Ed’s article challenges what I maintain in my Substack article, Morality Private and Public: On Not Confusing Them. While this is not the time for a full-on Auseinandersetzung of our respective positions, I do want to comment on the above bullet points.

Consider the second  point,  the NT source of which is presumably Matthew 5: 27-28:

27 You have heard that it was said, ‘Do not commit adultery.’ 28 But I tell you that anyone who looks at a woman to lust after her has already committed adultery with her in his heart. 

Farrell thinks that “the sins of the flesh are no worse before God than the sins of the mind that preceded them,” that “to lust after a person is the same as committing adultery.”  But surely there is a distinction between thoughts, words, and actions. As I like to say, “Thoughts and words are the seeds of deeds.” The aphorism underscores an obvious tripartite distinction but also makes clear that words ‘out of the mouth’ and deeds ‘in the flesh’ have their source in thoughts ‘in the heart.’ Surely it is obvious that to entertain lustful adulterous thoughts about my neighbor’s wife is not to commit adultery with her, contrary to Farrell’s second bullet point. It should also be clear that to commit adultery ‘in the flesh’ is far worse morally speaking than to entertain the thought of so doing ‘in the heart.’ 
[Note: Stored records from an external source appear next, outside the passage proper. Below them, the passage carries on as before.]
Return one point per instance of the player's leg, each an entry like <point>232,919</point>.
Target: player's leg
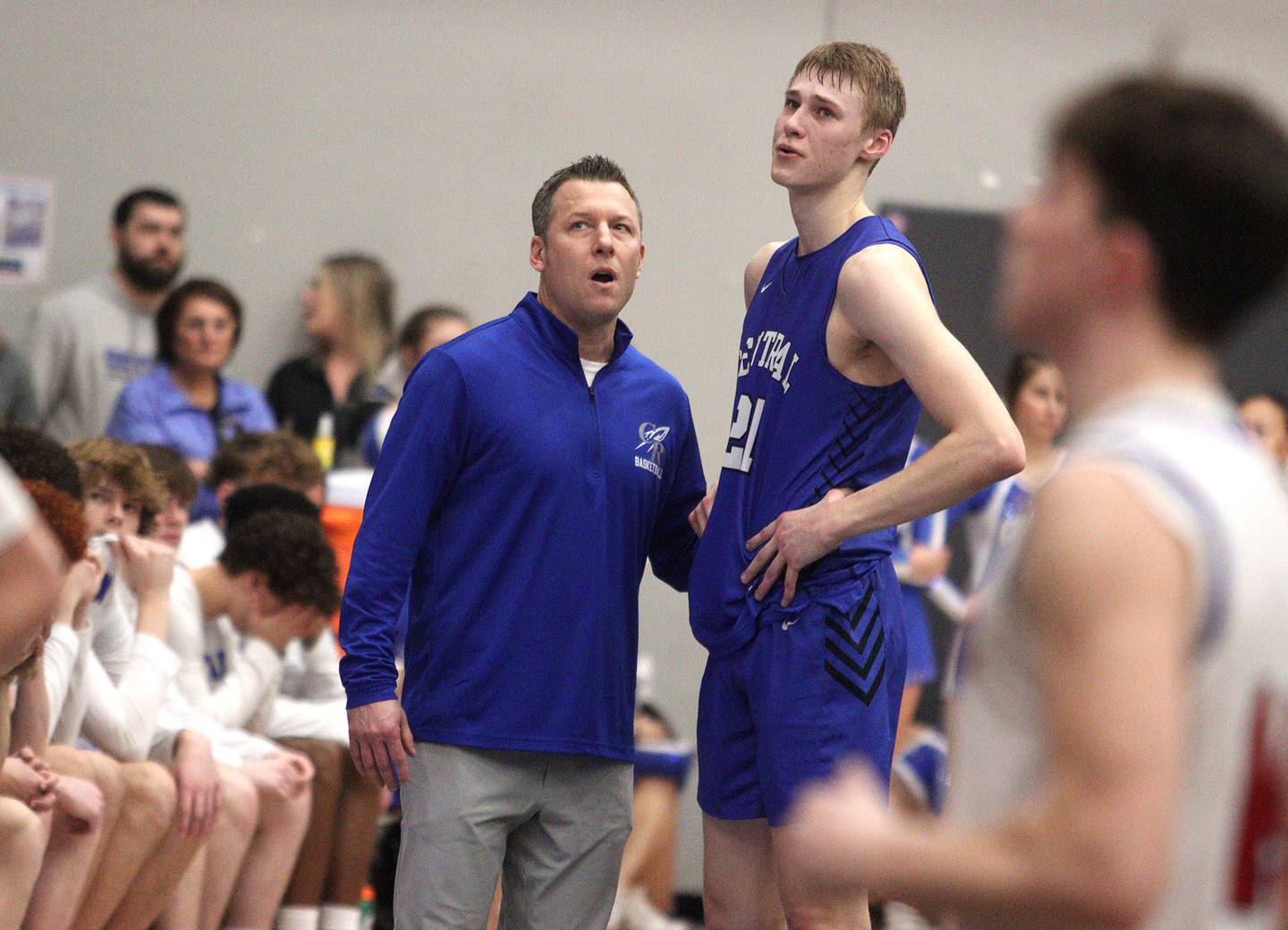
<point>71,856</point>
<point>828,687</point>
<point>360,807</point>
<point>22,842</point>
<point>738,885</point>
<point>227,847</point>
<point>268,865</point>
<point>737,863</point>
<point>156,880</point>
<point>649,856</point>
<point>304,892</point>
<point>921,661</point>
<point>147,815</point>
<point>457,812</point>
<point>562,865</point>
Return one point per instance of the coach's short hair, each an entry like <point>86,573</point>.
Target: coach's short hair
<point>589,167</point>
<point>1203,172</point>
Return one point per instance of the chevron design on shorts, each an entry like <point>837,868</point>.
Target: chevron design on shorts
<point>855,649</point>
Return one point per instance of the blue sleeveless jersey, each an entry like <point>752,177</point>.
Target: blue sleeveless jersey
<point>800,429</point>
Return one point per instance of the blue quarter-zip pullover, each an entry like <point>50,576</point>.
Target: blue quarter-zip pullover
<point>514,506</point>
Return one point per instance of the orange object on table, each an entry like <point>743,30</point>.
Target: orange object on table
<point>342,515</point>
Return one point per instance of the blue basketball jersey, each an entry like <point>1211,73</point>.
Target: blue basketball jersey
<point>800,429</point>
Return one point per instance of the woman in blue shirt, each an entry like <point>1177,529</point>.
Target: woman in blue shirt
<point>186,402</point>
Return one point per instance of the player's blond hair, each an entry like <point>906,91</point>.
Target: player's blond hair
<point>869,70</point>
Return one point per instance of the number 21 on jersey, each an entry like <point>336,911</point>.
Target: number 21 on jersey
<point>742,433</point>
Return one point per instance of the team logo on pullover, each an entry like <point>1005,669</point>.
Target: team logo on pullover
<point>652,437</point>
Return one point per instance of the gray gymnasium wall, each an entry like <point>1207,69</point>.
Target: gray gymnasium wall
<point>420,131</point>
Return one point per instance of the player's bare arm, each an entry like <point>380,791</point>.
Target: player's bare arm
<point>751,275</point>
<point>1106,591</point>
<point>884,301</point>
<point>755,271</point>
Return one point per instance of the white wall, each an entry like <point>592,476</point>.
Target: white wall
<point>420,131</point>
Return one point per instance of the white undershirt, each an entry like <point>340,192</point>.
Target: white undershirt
<point>591,368</point>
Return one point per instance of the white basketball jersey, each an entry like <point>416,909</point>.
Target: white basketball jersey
<point>1184,452</point>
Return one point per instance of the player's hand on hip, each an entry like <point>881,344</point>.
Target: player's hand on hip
<point>702,513</point>
<point>380,742</point>
<point>790,544</point>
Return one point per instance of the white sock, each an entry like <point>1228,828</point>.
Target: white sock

One thing Farrell and I will agree on is that  merely thinking about (entertaining with hospitality the thought of) committing adultery is morally wrong, even if the deed is never done.   Surprisingly (to me anyway) there are people who deny this. They  hold that there is nothing at all morally wrong with thinking in detail about how one might bring about an adulterous sexual liaison or even a rape if one does not actually do the deed.  These people think that overt actions are morally evaluable but mere thoughts are not. I deny this. If I hit you over the head with a lead pipe just for the fun of it, I do something morally wrong; but my planning to hit you over head for fun is also morally wrong, but much less wrong than the actual physical deed.

There is a further distinction that needs to be made. Suppose the thought occurs to one: I could overpower this girl and rape her. I’m not maintaining that the mere arisal or occurrence of the thought is morally wrong; I am maintaining that the elaboration and entertaining of the thought, the forming of an intention to act on it, is what is morally wrong – – even if I do not act on it.  The difference is that the mere arisal is involuntary: the thought just popped into my head, unbidden. But the elaboration and entertaining of the thought is voluntary. And  the more hospitable the entertainment, the more morally evil it is. What  one must do when an evil thought arises is to suppress it by exercising moral self-censorship.

For a deeper elaboration of these ideas see my article, Can Mere Thoughts be Morally Wrong?

If you agree with my critique of the second of Farrell’s bullet points, you should be able to see that a similar critique applies to the first.

I reject the third as well, but to explain what I would have to present my view of idolatry, a task for another occasion.

As for resisting the enemy, Farrell tells us that to do so is “to dishonor God, whose grace extends to friend and enemy alike.”   But here is a weighty counter-consideration. A while back I had a conversation with a hermit monk at a remote Benedictine monastery in the high desert of New Mexico.  I pointed out to him that the monastery was wide open to jihadis or any group bent on invasion and slaughter. (There was a Muslim center down the road a piece.) He told me that if someone came to kill him, he would let himself be slaughtered. A clear case of “Resist not the evil-doer.” Matthew 5:39: “But I tell you, do not resist an evil person. If anyone slaps you on the right cheek, turn to them the other cheek also.”

The counter-consideration is that if the monk allows himself to be slaughtered, then he is party to the assailant’s commission of a mortal sin!  What the monk should do is elude the assailant or otherwise prevent him from committing the mortal sin of murder.   Making this point, I presuppose that there is a difference between the mere intention to murder and its actual accomplishment.   Since Farrell  denies this obvious distinction, mistakenly in my view, he might accuse me of begging the question against him.